Так называемое «письмо десяти», перепечатанное из «Фигаро» «Московскими новостями» и дружно, «всенародно» заклейменное как вражеское, подрывное, инспирированное спецслужбами или уж на худой конец как отсталое, продиктованное тщеславием, жалкими потугами самоутверждения, продолжает и по прошествии полугода интенсивно реверберировать в советской общественной жизни. Преувеличенная реакция на этот документ, в котором на самом деле нет ничего особенного, кроме факта публикации его в советской прессе, может вызвать в воображении старую деву, которую когда-то давно кто-то ущипнул за мягкое место, а она все еще ахает — ах, какая вопиющая невоспитанность! Самое, однако, печальное в этом деле то, что сочувствие советских либералов нередко оказывается на стороне растревоженных официозов, а не на стороне старых друзей. Официозы гласности оказываются им ближе, чем эмигранты догласности. Это реальность, кто-то от кого-то оторвался. Кого за это винить или благодарить — самих ли себя, сделавших свой собственный выбор, мифическую ли структуру партии, слепую ли судьбу? Не исключено, что кому-нибудь может прийти в голову даже и мысль о Божьем Провидении.

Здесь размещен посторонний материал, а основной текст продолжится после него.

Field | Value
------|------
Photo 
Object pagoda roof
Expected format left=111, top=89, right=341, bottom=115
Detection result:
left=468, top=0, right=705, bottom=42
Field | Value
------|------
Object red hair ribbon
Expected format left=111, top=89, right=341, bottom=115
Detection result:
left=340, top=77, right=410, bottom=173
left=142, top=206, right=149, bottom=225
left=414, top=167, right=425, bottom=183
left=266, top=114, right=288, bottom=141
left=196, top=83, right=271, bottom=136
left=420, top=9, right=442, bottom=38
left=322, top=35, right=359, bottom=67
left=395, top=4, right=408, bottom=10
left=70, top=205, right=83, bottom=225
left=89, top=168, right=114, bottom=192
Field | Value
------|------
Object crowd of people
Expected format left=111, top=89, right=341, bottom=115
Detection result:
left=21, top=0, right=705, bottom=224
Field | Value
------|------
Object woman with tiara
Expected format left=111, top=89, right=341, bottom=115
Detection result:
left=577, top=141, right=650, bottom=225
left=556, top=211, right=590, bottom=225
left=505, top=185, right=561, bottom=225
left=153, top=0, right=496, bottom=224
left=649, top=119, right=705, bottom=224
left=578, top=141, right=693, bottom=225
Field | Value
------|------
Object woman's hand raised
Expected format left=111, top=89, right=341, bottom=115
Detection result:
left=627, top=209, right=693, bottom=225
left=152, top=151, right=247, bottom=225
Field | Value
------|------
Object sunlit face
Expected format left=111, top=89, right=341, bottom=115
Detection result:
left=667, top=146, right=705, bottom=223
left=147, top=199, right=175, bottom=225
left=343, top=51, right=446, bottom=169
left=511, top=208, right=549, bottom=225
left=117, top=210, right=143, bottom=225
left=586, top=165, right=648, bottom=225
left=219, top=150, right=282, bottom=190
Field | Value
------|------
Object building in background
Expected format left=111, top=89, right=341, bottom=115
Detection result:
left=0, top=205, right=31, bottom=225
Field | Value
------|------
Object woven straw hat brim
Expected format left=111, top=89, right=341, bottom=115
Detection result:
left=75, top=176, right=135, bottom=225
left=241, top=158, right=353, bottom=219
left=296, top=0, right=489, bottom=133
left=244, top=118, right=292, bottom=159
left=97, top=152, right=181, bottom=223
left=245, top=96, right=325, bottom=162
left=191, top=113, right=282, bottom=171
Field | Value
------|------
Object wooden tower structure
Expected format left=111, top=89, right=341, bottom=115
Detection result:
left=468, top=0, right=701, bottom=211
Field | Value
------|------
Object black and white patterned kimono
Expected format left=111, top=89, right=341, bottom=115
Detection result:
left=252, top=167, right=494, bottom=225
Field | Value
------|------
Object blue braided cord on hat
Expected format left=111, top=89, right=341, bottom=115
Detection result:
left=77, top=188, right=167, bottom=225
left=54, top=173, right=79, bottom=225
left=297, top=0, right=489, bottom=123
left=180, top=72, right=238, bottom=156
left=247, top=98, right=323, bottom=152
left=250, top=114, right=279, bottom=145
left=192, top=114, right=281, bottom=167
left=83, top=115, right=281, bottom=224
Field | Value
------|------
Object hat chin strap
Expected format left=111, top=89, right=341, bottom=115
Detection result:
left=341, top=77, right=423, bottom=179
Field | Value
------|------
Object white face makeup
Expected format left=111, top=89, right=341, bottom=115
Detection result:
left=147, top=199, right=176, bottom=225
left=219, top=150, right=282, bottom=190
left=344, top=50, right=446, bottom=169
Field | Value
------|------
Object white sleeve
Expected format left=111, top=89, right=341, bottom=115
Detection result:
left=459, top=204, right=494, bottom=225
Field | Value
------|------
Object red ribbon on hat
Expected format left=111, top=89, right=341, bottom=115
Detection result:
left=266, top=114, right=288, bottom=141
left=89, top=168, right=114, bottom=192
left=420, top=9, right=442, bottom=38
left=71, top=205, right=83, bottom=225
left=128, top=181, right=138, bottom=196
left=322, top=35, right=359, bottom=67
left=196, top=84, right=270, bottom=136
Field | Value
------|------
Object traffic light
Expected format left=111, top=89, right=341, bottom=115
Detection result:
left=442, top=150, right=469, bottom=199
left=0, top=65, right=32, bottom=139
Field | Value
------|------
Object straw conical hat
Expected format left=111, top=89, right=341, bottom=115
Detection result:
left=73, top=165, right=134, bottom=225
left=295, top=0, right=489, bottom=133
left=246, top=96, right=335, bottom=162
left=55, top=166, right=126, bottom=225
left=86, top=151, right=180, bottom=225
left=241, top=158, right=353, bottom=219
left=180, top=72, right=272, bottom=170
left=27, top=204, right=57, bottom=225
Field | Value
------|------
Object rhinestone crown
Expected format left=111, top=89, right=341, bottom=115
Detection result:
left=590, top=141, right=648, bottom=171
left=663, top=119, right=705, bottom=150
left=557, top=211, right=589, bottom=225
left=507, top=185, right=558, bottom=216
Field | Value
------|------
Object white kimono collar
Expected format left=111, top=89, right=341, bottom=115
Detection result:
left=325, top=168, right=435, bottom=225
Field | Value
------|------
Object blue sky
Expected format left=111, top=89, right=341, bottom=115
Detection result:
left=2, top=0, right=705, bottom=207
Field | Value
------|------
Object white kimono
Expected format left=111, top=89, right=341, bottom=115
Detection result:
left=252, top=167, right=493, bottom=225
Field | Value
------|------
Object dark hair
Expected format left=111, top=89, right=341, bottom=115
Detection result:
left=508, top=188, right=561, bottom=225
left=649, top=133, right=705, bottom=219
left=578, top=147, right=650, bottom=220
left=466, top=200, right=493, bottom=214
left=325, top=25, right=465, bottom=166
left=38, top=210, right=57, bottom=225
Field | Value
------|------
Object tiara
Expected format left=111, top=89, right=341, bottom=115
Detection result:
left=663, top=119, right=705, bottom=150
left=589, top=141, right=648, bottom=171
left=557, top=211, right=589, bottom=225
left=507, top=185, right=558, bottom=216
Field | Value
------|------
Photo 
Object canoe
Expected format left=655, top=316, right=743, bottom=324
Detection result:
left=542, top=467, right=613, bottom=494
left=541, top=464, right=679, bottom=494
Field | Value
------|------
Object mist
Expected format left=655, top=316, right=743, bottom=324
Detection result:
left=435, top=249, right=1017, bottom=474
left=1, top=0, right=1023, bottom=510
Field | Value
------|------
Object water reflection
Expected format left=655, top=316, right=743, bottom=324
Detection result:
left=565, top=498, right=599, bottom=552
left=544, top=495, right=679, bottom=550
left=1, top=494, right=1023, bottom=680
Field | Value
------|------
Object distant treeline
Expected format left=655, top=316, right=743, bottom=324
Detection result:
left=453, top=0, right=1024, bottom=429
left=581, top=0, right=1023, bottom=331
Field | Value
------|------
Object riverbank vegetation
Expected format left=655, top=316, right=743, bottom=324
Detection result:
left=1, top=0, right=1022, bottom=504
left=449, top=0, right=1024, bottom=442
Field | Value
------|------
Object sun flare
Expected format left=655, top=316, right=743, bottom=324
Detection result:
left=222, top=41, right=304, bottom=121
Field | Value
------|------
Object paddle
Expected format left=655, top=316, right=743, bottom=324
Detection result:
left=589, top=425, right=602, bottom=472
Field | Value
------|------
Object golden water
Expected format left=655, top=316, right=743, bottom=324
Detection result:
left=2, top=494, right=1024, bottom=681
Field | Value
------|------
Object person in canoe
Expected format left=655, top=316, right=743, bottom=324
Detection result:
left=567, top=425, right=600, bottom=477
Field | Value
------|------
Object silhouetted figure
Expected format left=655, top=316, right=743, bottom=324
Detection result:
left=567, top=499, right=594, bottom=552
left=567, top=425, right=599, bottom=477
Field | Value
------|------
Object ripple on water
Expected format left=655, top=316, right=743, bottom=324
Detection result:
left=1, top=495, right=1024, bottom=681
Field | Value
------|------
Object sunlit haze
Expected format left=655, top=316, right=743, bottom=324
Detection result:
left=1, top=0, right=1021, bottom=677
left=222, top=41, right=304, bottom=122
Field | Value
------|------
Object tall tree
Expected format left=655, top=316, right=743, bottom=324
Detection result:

«Письмо десяти» при всех его несовершенствах отражает уже откристаллизовавшуюся сторону эмигрантской ментальности — называть вещи своими именами. Плохо это или хорошо для художества, но византийские эвфемизмы здесь отошли в прошлое. Если мы и раньше не врали, думает эмигрант, то чего же нам хитрить сейчас? Я надеюсь, что намечающаяся конфронтация не зайдет слишком далеко и не заставит никого в Зарубежье в одночасье назвать «стойкость» оставшихся нравственной хилостью, а «молчаливое сопротивление» состоянием перманентной межеумочности. Раздражение временами, однако, возникает, и немалое. Один мой друг из того числа, что и формально разделили мою судьбу лишенцев советского гражданства, недавно повстречался в Европе со своим старым московским приятелем, музыкантом. Принадлежащий к либеральным кругам музыкант в год не менее трех раз выезжает за пределы и, стало быть, имеет доступ ко всем возможным источникам информации. Как, разве тебя лишили гражданства, воскликнул он в разговоре с моим другом. Да за что же?! Да, сказал мой друг, восемь лет назад меня лишили гражданства декретом Президиума Верховного Совета СССР «за действия, порочащие высокое звание гражданина СССР и за нанесение ущерба престижу СССР»… Вот как, смутился музыкант, а я думал, что ты сам уехал…
За три дня в Копенгагене, где только что вышел в переводе на датский мой роман «Ожог», я дал по крайней мере дюжину интервью в газетах и на телевидении. Всякий раз к концу беседы журналисты спрашивали: «А вы не собираетесь сейчас вернуться?» Сейчас — означает, что что-то кардинально изменилось за последнее время. Так оно в общем-то и есть, что-то все-таки сдвинулось кое-где кое-как, но для культурной эмиграции стрелки не шелохнулись. Отчуждение же с каждым годом усиливается, и я не удивлюсь, если увижу какого-нибудь русского писателя среди американских туристов на осмотре Грановитой палаты. Одетый в клетчатые штаны, он будет с интересом прислушиваться к переводчику.